GENERATIE
Een elektriciteitsfabrikant maakt zijn
prognoses bekend voor binnen zoveel jaar – ik luister met één oor want stouw
tegelijk de kinderen door het gaan-slapen-ritueel. Minder kernenergie, meer
steenkool en gas, evenveel olie. Zon en wind? Niks zon en wind.
Werknemers van een warenhuisketen
bedingen een akkoord – ik luister met één oor want draai de kinderen door de
ontbijtmolen. Zelfde voorwaarden voor de werknemers die mogen blijven, maar al
wie vanaf nu wordt aangeworven, zal het minder goed hebben.

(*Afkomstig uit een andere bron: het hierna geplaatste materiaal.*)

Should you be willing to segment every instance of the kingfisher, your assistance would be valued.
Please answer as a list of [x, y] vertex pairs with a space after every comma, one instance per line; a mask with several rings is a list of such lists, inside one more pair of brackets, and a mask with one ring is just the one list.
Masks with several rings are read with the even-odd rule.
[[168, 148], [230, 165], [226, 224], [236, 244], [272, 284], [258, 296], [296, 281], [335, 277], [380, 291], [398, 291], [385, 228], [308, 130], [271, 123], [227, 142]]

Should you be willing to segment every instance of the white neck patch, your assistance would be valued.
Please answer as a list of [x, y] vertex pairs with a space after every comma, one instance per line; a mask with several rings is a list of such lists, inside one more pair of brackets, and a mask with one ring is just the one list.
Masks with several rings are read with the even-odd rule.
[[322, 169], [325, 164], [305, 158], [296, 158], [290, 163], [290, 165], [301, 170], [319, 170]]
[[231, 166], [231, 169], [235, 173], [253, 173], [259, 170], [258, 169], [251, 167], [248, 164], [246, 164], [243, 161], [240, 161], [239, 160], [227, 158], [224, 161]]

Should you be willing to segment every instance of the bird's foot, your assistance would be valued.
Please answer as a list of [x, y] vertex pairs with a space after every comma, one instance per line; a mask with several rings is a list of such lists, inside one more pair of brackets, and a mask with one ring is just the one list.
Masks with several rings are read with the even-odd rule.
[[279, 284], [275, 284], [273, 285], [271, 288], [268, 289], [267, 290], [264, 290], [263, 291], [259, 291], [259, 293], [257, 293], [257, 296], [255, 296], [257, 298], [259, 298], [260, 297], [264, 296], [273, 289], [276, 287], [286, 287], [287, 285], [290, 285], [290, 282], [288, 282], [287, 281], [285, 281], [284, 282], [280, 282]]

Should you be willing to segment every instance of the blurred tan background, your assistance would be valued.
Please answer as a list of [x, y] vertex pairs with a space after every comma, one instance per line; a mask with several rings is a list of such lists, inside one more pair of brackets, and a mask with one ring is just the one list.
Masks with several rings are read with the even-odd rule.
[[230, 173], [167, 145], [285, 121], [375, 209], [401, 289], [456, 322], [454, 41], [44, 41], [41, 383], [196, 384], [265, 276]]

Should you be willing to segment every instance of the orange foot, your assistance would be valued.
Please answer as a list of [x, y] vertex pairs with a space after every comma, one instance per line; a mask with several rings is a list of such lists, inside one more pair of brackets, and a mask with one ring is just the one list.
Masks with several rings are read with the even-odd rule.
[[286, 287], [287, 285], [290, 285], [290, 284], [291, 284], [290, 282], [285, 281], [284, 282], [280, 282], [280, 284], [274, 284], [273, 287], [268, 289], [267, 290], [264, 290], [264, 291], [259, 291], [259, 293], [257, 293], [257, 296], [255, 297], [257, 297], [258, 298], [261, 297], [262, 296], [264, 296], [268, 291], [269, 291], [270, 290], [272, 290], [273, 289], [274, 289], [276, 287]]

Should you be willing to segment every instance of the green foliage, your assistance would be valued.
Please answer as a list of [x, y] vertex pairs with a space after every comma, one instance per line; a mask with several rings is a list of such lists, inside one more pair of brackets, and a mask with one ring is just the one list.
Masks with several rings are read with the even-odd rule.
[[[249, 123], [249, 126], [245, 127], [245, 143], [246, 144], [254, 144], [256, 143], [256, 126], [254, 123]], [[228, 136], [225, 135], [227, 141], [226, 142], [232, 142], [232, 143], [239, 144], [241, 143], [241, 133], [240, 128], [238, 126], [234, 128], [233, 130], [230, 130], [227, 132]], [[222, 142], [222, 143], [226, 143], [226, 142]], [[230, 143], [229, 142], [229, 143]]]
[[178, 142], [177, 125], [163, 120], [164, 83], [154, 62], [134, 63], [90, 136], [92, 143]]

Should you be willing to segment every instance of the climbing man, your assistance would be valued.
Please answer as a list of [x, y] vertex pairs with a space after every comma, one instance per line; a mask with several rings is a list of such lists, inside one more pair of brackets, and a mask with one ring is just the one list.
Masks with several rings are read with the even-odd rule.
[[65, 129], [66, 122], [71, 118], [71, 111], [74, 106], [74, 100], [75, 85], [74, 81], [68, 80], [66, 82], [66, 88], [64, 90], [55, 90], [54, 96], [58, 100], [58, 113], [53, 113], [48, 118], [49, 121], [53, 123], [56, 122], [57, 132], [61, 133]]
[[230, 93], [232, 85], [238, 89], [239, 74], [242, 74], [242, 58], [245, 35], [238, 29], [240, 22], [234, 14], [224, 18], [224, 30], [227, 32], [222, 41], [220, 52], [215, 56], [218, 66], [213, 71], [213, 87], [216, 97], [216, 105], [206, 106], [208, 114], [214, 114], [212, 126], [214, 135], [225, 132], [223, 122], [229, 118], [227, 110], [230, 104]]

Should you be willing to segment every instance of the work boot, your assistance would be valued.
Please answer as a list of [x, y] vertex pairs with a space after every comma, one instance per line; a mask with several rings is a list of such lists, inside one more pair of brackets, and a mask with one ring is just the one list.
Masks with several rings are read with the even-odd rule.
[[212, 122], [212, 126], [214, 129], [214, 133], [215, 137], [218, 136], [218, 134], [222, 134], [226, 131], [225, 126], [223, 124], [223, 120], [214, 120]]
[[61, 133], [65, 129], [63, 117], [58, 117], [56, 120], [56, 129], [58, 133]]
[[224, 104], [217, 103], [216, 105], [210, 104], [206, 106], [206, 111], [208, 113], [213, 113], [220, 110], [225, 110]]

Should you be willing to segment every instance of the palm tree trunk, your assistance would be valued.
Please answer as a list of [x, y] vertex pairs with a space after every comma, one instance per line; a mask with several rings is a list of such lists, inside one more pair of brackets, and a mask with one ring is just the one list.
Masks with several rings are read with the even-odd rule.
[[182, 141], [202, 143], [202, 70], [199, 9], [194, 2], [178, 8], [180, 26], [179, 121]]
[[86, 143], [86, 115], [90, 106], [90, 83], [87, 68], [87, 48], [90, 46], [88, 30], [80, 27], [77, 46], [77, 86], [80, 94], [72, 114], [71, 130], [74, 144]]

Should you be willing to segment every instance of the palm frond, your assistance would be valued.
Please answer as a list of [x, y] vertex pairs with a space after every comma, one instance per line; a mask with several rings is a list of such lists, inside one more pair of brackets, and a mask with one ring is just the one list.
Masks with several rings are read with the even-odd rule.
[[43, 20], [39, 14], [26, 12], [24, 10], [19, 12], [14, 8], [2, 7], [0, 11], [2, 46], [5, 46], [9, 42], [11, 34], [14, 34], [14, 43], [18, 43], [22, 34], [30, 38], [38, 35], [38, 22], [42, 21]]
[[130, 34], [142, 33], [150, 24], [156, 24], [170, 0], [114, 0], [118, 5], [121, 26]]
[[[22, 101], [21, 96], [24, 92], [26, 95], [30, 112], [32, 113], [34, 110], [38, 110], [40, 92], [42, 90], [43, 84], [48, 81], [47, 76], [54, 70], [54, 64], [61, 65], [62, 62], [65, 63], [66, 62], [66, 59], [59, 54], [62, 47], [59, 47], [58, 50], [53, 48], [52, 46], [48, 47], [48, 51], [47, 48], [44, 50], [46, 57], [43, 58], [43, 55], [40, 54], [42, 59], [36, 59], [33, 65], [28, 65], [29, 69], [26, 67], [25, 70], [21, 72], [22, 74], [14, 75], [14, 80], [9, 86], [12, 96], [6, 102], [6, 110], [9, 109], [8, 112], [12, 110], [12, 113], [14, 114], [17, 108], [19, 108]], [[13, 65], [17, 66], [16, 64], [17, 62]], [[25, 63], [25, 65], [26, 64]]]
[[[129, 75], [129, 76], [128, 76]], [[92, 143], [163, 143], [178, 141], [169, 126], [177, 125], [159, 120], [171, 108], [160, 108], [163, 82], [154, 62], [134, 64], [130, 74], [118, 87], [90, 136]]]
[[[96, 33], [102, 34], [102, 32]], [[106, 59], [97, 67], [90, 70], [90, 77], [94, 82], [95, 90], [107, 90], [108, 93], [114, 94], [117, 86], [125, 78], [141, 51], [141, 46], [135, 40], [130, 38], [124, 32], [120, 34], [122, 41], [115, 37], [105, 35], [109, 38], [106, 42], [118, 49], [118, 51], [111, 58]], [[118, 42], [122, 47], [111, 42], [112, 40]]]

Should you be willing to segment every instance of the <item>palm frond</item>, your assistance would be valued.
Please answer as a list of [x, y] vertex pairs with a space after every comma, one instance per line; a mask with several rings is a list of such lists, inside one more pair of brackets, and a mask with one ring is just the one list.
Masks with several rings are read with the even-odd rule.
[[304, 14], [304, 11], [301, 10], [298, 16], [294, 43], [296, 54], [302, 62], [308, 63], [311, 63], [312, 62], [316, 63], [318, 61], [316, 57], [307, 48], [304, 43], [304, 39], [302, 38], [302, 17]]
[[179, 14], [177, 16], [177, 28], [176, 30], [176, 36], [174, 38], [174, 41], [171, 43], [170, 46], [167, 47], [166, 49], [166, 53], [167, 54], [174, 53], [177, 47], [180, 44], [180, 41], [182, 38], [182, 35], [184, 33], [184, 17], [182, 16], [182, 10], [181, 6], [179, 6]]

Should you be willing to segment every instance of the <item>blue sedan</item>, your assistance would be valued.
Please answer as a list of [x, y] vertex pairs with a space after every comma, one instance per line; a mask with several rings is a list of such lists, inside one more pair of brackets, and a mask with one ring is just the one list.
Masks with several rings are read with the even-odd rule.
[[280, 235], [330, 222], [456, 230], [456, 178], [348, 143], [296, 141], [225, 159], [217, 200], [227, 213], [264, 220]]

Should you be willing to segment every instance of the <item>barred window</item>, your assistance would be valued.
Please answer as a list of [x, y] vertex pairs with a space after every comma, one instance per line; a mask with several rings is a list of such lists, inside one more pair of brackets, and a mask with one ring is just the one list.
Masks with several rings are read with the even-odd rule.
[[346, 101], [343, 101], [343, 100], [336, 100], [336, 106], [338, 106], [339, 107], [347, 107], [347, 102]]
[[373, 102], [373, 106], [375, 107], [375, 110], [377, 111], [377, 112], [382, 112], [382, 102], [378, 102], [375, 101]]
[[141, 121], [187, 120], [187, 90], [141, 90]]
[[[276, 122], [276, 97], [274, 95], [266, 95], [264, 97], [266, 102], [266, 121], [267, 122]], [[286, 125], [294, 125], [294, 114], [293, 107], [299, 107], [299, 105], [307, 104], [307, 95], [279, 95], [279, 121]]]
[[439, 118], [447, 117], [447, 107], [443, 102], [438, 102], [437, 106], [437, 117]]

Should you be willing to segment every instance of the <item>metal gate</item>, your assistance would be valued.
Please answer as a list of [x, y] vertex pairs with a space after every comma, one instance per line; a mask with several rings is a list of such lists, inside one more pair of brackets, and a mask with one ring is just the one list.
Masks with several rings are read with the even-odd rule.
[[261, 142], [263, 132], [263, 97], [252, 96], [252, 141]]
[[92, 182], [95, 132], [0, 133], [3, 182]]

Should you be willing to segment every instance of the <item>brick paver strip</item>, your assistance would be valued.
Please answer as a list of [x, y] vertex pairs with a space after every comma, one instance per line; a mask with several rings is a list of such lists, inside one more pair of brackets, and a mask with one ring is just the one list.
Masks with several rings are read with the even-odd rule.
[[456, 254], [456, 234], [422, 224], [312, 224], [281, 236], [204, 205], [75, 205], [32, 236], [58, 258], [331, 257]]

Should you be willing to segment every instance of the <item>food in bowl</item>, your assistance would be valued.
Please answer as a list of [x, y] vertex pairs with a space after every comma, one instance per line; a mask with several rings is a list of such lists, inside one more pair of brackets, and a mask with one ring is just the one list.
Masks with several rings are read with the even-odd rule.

De kinderen – ik help ze in hun jasjes,
installeer ze voor en achter op de fiets en breng ze naar school – behoren tot
de volgende generatie die, zoals intussen iedereen weet, het minder goed zal
hebben. Hoe lichtzinnig is de huidige, besef ik.
Nu zijn wij thuis verre van ideale
ouders; anders zouden wij bij voorbeeld niet naar de radio luisteren tijdens
onze omgang met de kinderen. Maar wat we wél zouden doen, is een stap opzij
zetten als we wisten dat het ze ten goede kwam. Ik vraag me dan af: hebben die
bedrijfsstrategen, hebben die werkgevers dan niet het gevoel verantwoording te
moeten afleggen voor de generatie die komt? Het zijn toch ook vaders en
moeders. Wat doet hen kiezen voor de korte termijn? En zou ik zelf in hun
plaats even kortzichtig zijn?
De Leuvense professor Luc Huyse stelde,
naar aanleiding van de affaire-Claes, dat tegenwoordig een dubbele moraal wordt
gehanteerd: een ‘ethische’ en een economische. Hij zegt wat iedereen natuurlijk
al wist. Maar hij zegt het. En niemand kijkt daarvan op.